Tuesday, August 08, 2006

North Capitol

Beijing, baby! Smog, massive buildings, ring roads, pepper trees, everything grey dust gloriously interrupted by Yves Klein blue in a worker's uniform.

Just got back from the 798 Artists Space, which has expanded into a small city. Drooled over Hao Guang's stacks of old found pots, enjoyed his 799 Gallery, but best of all got to meet the man at work in his studio on an image of himself with a dog. He spoke to me in French, I spoke back in English.

Coup of the day was picking up a signed copy of Sheng Qi's Madness Appropriation. I mean, unfortunately, the whole area is overrun with cultural revolution imagery. When will this crap stop being chic? Sheng Qi, at least, is dealing with truth and pain. I loved that his gallery had not a closed or open sign, but a censored sign.

Thursday, August 03, 2006

Typhoon Prapiroon Skims Hong Kong

... and don't we just love the clean air!

Wandering out this morning inadvertantly was a nostalgic trip down memory lane. The aftermath of any storm is always interesting, but a typhoon is almost a kind of ecstasy.

Ah, that was why I loved Hong Kong... the gardeners walking around in coolie hats and rubber boots... and a wife beater shirt and striped shorts... straight outta Lily Wong comics.

Thankfully no torrential rain like yesterday, but I suffered from out-of-shape legs... Jeeeez, did I really do that much walking when I lived here? Well, yes, I did. Bali life is so tame compared to all this. You know what they say about Bali Belly?
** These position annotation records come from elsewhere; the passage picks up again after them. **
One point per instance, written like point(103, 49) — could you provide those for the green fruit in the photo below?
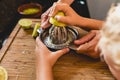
point(35, 33)
point(25, 23)
point(55, 22)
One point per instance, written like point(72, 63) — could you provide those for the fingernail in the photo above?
point(57, 17)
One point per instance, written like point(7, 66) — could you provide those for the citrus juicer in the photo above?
point(59, 35)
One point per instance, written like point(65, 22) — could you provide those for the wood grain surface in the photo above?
point(17, 56)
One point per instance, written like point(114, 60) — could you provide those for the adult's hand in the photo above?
point(88, 44)
point(45, 60)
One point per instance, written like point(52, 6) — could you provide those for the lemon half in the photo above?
point(3, 73)
point(25, 23)
point(35, 33)
point(55, 22)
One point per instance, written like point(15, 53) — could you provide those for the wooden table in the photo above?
point(17, 56)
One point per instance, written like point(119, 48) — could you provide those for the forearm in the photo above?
point(44, 71)
point(89, 23)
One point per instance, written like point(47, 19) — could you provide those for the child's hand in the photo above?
point(70, 18)
point(45, 16)
point(44, 55)
point(88, 43)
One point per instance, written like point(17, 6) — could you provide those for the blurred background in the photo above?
point(9, 15)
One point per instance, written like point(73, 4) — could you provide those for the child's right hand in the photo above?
point(70, 18)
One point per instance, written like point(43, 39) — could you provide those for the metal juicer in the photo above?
point(58, 37)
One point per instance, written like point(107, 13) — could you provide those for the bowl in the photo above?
point(30, 10)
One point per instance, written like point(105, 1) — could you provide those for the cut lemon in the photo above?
point(25, 23)
point(55, 22)
point(3, 73)
point(35, 33)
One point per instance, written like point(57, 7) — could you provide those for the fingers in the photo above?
point(89, 48)
point(40, 44)
point(59, 53)
point(85, 39)
point(58, 7)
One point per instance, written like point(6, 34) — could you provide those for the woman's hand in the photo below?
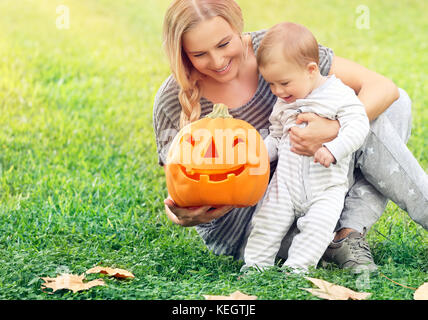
point(306, 141)
point(192, 216)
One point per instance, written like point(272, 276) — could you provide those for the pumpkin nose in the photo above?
point(211, 151)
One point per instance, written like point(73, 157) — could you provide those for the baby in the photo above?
point(309, 189)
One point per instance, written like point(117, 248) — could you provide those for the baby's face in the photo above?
point(287, 80)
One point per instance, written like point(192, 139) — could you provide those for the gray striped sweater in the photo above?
point(225, 235)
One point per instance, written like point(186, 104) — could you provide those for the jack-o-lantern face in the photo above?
point(217, 161)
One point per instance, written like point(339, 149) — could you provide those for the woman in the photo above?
point(212, 61)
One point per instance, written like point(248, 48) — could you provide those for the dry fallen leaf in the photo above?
point(421, 293)
point(117, 273)
point(331, 291)
point(237, 295)
point(71, 282)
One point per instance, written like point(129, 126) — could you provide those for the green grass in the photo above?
point(79, 180)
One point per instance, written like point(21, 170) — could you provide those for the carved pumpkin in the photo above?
point(217, 160)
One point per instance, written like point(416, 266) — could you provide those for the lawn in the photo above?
point(79, 180)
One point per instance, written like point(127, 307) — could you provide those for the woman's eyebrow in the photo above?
point(218, 43)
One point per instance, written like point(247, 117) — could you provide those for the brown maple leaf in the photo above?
point(329, 291)
point(237, 295)
point(114, 272)
point(421, 293)
point(71, 282)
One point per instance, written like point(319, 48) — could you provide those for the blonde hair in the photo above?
point(181, 16)
point(297, 43)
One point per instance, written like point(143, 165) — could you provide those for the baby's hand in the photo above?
point(324, 156)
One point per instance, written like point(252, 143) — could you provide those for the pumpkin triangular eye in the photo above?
point(236, 141)
point(211, 151)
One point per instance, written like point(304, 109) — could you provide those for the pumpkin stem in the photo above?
point(220, 110)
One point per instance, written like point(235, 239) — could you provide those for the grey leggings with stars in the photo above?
point(385, 170)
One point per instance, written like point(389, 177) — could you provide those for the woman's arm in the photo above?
point(375, 91)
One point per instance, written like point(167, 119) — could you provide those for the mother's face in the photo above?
point(214, 49)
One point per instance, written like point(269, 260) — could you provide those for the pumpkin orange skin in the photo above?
point(237, 183)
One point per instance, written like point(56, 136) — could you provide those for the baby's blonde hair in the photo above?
point(298, 44)
point(181, 16)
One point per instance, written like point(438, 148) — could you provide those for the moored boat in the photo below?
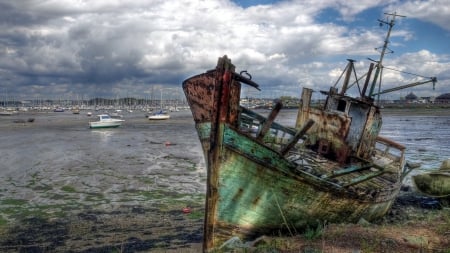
point(332, 166)
point(161, 115)
point(105, 121)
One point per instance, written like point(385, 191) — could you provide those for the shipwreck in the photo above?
point(332, 166)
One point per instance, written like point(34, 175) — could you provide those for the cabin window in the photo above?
point(342, 104)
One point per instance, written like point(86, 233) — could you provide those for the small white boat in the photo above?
point(159, 116)
point(104, 121)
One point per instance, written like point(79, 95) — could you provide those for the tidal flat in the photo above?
point(67, 188)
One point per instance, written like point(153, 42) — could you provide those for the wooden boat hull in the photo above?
point(105, 121)
point(259, 184)
point(435, 184)
point(159, 117)
point(104, 125)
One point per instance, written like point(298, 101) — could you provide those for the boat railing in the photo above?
point(277, 136)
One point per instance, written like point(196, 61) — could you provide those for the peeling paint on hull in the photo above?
point(281, 178)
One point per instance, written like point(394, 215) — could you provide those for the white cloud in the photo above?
point(112, 45)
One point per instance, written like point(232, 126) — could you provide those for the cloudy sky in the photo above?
point(116, 48)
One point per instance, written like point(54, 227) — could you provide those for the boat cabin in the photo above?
point(344, 127)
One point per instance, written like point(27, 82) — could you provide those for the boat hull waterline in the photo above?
point(280, 178)
point(105, 121)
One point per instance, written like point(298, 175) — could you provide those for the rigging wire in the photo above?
point(406, 72)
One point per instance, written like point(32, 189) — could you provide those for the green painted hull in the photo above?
point(281, 178)
point(259, 195)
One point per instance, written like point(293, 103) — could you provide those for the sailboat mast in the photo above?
point(383, 51)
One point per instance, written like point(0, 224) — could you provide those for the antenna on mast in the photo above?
point(390, 21)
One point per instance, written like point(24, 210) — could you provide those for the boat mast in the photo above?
point(383, 51)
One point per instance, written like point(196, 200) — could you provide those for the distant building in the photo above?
point(411, 98)
point(443, 99)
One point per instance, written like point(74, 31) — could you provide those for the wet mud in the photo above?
point(67, 188)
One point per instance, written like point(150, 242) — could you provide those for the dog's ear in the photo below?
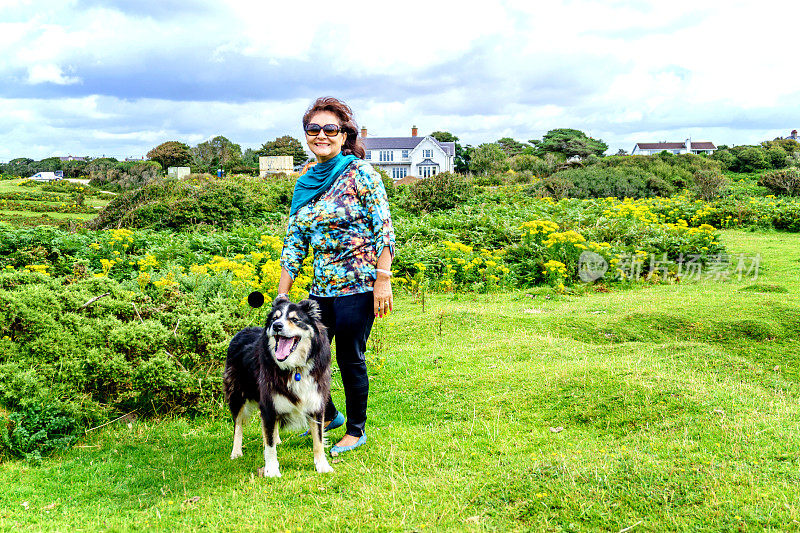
point(311, 308)
point(255, 299)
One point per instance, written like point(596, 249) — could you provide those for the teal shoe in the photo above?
point(336, 450)
point(333, 424)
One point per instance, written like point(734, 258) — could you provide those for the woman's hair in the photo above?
point(347, 123)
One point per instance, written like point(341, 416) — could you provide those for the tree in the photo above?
point(749, 159)
point(286, 145)
point(171, 154)
point(215, 153)
point(511, 146)
point(570, 143)
point(462, 158)
point(250, 157)
point(488, 158)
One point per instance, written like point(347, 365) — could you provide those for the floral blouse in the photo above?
point(348, 228)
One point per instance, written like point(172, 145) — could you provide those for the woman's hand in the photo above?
point(383, 301)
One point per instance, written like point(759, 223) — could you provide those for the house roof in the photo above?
point(661, 146)
point(696, 145)
point(703, 145)
point(403, 143)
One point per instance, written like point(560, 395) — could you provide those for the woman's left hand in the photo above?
point(383, 301)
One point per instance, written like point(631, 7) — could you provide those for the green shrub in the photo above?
point(709, 184)
point(441, 191)
point(785, 182)
point(597, 182)
point(198, 200)
point(39, 429)
point(787, 217)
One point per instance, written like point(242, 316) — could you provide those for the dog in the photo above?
point(285, 369)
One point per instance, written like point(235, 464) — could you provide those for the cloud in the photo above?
point(49, 73)
point(115, 76)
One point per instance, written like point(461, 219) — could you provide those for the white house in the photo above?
point(275, 164)
point(48, 176)
point(417, 156)
point(686, 147)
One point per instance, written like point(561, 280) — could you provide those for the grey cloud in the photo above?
point(160, 9)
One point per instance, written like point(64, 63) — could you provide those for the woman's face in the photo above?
point(325, 147)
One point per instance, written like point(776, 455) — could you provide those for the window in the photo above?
point(426, 171)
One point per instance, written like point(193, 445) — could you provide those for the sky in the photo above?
point(118, 77)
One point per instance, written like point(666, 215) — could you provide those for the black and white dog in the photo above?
point(284, 368)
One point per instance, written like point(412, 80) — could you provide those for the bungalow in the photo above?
point(400, 157)
point(686, 147)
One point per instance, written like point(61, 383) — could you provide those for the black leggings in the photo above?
point(349, 319)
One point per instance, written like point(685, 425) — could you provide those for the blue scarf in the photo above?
point(317, 180)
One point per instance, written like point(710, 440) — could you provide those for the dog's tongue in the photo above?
point(284, 347)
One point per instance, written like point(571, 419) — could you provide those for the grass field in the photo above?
point(20, 215)
point(660, 408)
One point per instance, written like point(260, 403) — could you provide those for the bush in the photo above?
point(441, 191)
point(782, 182)
point(597, 182)
point(38, 429)
point(710, 184)
point(198, 199)
point(122, 176)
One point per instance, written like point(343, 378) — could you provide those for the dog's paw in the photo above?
point(323, 467)
point(269, 471)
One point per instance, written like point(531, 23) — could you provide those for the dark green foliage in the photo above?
point(38, 429)
point(530, 163)
point(462, 157)
point(570, 142)
point(221, 203)
point(115, 176)
point(441, 191)
point(709, 184)
point(286, 145)
point(219, 152)
point(596, 182)
point(171, 154)
point(787, 217)
point(784, 182)
point(511, 146)
point(488, 158)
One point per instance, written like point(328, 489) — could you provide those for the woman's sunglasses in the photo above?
point(331, 130)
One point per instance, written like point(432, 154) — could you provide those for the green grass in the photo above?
point(678, 403)
point(17, 215)
point(34, 214)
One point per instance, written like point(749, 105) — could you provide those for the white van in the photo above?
point(48, 176)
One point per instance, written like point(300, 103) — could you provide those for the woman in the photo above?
point(340, 209)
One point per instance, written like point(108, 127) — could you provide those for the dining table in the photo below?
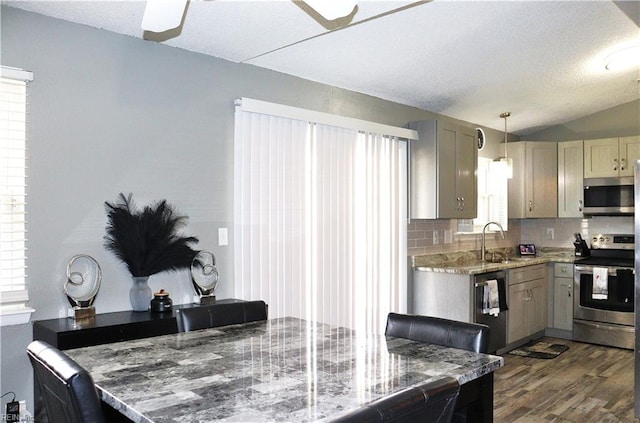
point(282, 369)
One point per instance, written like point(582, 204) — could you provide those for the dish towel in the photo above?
point(600, 283)
point(491, 303)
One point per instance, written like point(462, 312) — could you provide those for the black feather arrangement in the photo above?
point(147, 240)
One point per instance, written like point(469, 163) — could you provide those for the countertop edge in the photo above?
point(478, 268)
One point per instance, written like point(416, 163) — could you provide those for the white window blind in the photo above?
point(492, 195)
point(13, 229)
point(320, 217)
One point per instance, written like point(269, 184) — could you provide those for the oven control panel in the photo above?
point(613, 241)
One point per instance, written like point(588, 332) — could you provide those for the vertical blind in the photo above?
point(492, 194)
point(13, 139)
point(320, 219)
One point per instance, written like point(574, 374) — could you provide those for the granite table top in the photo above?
point(284, 369)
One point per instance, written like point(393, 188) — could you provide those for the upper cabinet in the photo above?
point(442, 171)
point(570, 183)
point(610, 157)
point(533, 190)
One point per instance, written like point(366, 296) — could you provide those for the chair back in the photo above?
point(68, 392)
point(214, 315)
point(431, 402)
point(434, 330)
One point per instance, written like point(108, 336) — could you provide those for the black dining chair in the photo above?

The gastrointestinal ailment, usually a kind of food poisoning? Well, the real Bali Belly is the two or five or ten extra inches that the expat gets when he or she moves to the easy life of Bali. No exertion, no walking, and all the drinking, eating, and smoking that you can handle.

So I went to apply for the India visa (Mrs Gupta told me to get there to apply at 9 am, but those of us queuing at the Visa window were treated to a procession of Consular staff who began trickling in at 9:12 and were still sauntering in, in dribs and drabs, by 9:43, when I was handed my claim slip). Gupta herself didn't get there until 9:20, and I assumed she was needed in the back for pre-work chanting or to hear the "bureaocratic boost of the day." But when she emerged at 9:32, she began paper shuffling operations. Woops, forgot the receipt book. Back in three minutes. Maddening stuff.

Back in the hotel, my man says we can stay another night, that going to Macau is not really necessary, that he can make it a day trip. My dogs (Yankee slang) say, "yes, yes, stay Hong Kong." Here in our aerie above the harbor, all is wonderful.

The shopping list dwindles as I pick up Cuprinol, progest cream, all those amazing things not available in the land of begging to the Gods.